Nasze muchy
#5741 OFFLINE
Napisano 07 październik 2020 - 22:15
- sierżant lubi to
#5742 OFFLINE
Napisano 07 październik 2020 - 22:54
I ja mam fiksację w materii klasycznych much i klasycznego sprzętu. Nawet strimerów używam klasycznych, głównie Mudler minnow.
Na te nowoczesne wiechcie nie łowię, no, czasem na puchowczyka...choć niewątpliwie są skuteczne, te wiechcie!
Po prostu niespecjalnie mi zależy na obfitym połowie, od pewnego czasu muszkowanie, i w ogóle wędkarstwo, traktuję arcyrozrywkowo
Jadę nad rzekę, łażę sobie, najchętniej brodząc w wodzie w miarę płytkiej, rzucam muchówką...Jak zobaczę dużego pstrąga, poprowadzę
muszkę kilka razy, nie wziął? Nie mam zamiaru stać nad nim kilka godzin, w gruncie rzeczy nie muszę go
skłuć, prawda?
Kołowrotki też stosuję klasyczne, z hamulczykiem sprężynowym, jakoś dają radę, mimo ogromnych zalet współczesnych konstrukcji.
Jednak (dla mnie!) Hardy i Young to kwintesencja wędkarstwa muchowego.
No, tyle. Chyba mocno odbiegam od większości...
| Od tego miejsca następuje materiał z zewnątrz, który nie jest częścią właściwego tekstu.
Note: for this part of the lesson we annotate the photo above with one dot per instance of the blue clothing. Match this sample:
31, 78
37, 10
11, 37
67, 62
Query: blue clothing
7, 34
- kleniarz, Sławek Oppeln Bronikowski, marian-56 i 3 innych osób lubią to
#5743 OFFLINE
Napisano 08 październik 2020 - 07:59
"Jadę nad rzekę, łażę sobie, najchętniej brodząc w wodzie w miarę płytkiej, rzucam muchówką...Jak zobaczę dużego pstrąga, poprowadzę muszkę kilka razy, nie wziął? Nie mam zamiaru stać nad nim kilka godzin, w gruncie rzeczy nie muszę go skłuć, prawda?"
Ja znowu inaczej. Staram się ryby uczyć. Mają być ostrozne a nie głupie i proste do złowienia. Ja je wypuszczę, inni niekoniecznie. Lepiej niech grube pstragi czy głowacice wiedzą co to przynęta.
Jeszcze kilka/-kilkanaście lat temu ryba nie miała szansy się "naumieć". Jeżeli łapała się w wymiarze to choćby była na styk wymiarowa czy o 5mm większa, szła w worek.
Wolę niech będą, mogą być skłute, cwane, najmądrzejsze, grunt żeby były.
- Sławek Oppeln Bronikowski, marian-56, mario70 i 1 inna osoba lubią to
#5744 OFFLINE
Napisano 08 październik 2020 - 11:04
Czy ryby są w stanie się czegokolwiek nauczyć, co przebiegli wędkarze dla nich szykują? Oto jest pytanie.
Trochę offtop, niemniej historia prawdziwa.
Lata osiemdziesiąte, Zalew Rożnowski, lato. Łowiliśmy w kilku z pomostu, dużego, przy ośrodku wczasowym Huty im. Lenina.
Czailiśmy się na okonie, duże okonie, które urządzały sobie wypady z głębin na uklejki, których przy rzeczonym pomoście były ogromne ilości; na te uklejki łowiliśmy.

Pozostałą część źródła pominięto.